Florida Vs LSU: Why Mind Games Don't Matter

aaron keyCorrespondent IOctober 8, 2009

ATHENS, GA - OCTOBER 03: Head coach Les Miles of the Louisiana State University Tigers celebrates after defeating the Georgia Bulldogs at Sanford Stadium on October 3, 2009 in Athens, Georgia. (Photo by Kevin C. Cox/Getty Images)

With all the talk about whether or not Tebow should play, a common theme has occurred.

From the talking heads, talk radio hosts, all the way down to the fanatical posters on every Tebow article, everyone thinks Florida gains an advantage by not letting the cat out of the bag(unexpected pun!).

The line invariably goes, "Of course Meyer won't(shouldn't) say if he's playing or not, that way LSU won't know what to prepare for".

Not so.

First off, this is not Gus Malzahn, or Petrino, who out of their obligatory 83 offensive plays, 65 of them are different.

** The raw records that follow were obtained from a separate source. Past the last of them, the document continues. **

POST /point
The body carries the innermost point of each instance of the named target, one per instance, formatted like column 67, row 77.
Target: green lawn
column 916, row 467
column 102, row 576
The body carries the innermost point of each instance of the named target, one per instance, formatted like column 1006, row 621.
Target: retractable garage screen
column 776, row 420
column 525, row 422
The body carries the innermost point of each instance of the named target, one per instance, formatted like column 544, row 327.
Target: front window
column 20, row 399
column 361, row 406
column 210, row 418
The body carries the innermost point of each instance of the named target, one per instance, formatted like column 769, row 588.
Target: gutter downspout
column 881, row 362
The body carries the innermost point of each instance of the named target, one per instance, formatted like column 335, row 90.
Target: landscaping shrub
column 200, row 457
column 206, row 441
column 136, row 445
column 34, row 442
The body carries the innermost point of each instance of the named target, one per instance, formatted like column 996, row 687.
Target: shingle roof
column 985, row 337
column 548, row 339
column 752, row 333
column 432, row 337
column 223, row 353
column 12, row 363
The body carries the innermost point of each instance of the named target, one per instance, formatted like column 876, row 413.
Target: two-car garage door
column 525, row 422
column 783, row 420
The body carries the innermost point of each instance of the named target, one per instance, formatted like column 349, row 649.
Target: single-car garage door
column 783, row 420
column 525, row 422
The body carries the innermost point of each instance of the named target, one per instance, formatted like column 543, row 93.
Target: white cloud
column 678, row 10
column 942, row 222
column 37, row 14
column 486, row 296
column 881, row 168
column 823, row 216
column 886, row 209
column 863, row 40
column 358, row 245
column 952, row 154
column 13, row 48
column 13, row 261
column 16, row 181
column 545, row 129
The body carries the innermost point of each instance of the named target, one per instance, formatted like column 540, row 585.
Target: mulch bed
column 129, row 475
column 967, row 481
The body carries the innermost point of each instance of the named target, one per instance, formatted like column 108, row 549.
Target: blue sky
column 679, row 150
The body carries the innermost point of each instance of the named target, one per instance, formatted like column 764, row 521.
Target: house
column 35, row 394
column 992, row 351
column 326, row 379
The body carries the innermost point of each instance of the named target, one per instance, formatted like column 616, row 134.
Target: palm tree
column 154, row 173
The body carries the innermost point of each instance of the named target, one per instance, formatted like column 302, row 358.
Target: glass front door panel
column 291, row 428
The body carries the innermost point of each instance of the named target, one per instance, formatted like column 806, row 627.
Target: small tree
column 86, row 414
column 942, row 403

Whether by necessity or design, Florida's offense has been very vanilla. You take the option, the zone read, the battering ram, the shovel pass, their three passing plays and what do you have?

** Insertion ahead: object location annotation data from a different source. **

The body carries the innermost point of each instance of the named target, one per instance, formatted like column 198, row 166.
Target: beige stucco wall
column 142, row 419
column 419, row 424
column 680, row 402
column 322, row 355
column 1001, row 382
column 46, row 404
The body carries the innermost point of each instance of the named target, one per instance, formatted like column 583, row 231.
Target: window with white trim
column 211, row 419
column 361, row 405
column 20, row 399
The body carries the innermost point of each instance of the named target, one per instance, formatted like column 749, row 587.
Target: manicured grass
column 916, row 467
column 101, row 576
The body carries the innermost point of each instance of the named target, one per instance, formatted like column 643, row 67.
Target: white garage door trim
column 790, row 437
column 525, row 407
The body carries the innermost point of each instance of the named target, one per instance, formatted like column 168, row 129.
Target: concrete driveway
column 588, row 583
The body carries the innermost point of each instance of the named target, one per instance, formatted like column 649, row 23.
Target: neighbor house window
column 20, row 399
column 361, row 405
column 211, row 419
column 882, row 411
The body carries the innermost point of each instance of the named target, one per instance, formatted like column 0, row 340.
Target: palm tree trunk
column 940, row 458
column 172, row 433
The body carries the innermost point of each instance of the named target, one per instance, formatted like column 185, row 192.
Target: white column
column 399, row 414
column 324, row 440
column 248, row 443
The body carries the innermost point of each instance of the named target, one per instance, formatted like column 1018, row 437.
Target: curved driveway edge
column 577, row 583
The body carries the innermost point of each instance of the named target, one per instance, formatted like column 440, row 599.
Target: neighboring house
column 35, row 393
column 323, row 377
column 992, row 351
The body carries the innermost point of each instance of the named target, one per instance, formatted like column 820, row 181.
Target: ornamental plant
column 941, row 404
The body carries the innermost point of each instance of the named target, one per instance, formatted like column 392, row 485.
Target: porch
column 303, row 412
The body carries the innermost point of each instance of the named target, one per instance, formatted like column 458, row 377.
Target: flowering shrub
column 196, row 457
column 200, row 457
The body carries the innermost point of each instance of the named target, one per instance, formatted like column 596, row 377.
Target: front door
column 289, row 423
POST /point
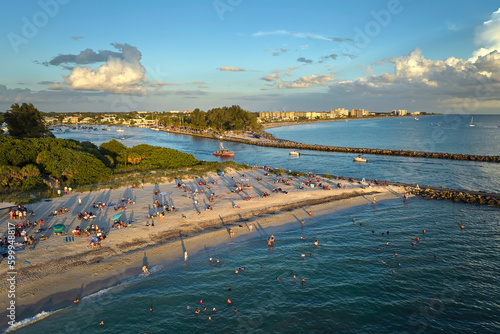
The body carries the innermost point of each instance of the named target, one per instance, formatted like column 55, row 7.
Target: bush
column 33, row 182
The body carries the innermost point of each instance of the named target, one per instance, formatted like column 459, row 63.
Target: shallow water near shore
column 379, row 133
column 349, row 287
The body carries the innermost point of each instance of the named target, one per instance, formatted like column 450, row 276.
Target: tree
column 26, row 121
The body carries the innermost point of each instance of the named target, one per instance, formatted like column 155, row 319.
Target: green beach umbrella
column 58, row 228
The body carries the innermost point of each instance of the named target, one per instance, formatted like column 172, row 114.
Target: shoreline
column 77, row 273
column 280, row 124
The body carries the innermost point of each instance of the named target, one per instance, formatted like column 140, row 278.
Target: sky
column 281, row 55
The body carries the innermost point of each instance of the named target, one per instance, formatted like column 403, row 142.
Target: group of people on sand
column 20, row 212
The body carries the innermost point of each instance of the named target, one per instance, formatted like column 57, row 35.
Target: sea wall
column 455, row 195
column 288, row 144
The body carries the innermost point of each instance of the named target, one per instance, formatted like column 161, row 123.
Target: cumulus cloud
column 231, row 68
column 271, row 77
column 276, row 75
column 443, row 81
column 488, row 36
column 305, row 82
column 333, row 56
column 122, row 75
column 87, row 56
column 304, row 60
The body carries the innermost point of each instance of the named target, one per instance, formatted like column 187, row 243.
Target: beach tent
column 7, row 205
column 58, row 228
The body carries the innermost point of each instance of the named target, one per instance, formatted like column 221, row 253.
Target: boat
column 223, row 152
column 360, row 159
column 472, row 122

7 plays which are usually telegraphed by the offensive formation.(a topic for another day)

Secondly, I know it's been mop up, but how much different has Florida looked with Brantley in the game? Not much. So why is everyone acting like if Brantley starts Florida becomes a five wide team with a little swinging gate mixed in for good measure?

Whoever the quarterback is, Chavis and LSU are preparing for the same exact thing. Florida will try to establish the running game, while mixing in some short passes, to open up the big throws down the field. The only difference is Tebow probably keeps it more than Brantley on the option, and Brantley probably takes a couple more shots down field. Wow, that took about as long to prepare for as it did to write the sentence.

I guess the point of it all is that Florida, like alot of great teams, is not trying to fool anyone. They're just challenging teams to stop them.

LSU on the other hand can see through the smoke and mirrors of the overhyped, tired, worn out trick of "who's under center" and they'll be prepared for Florida's offense.

How do I know this?

Because in the SEC schemes are secondary. Like the old saying goes, " Its not about the X's and O's, it's about the Jimmies and Joes".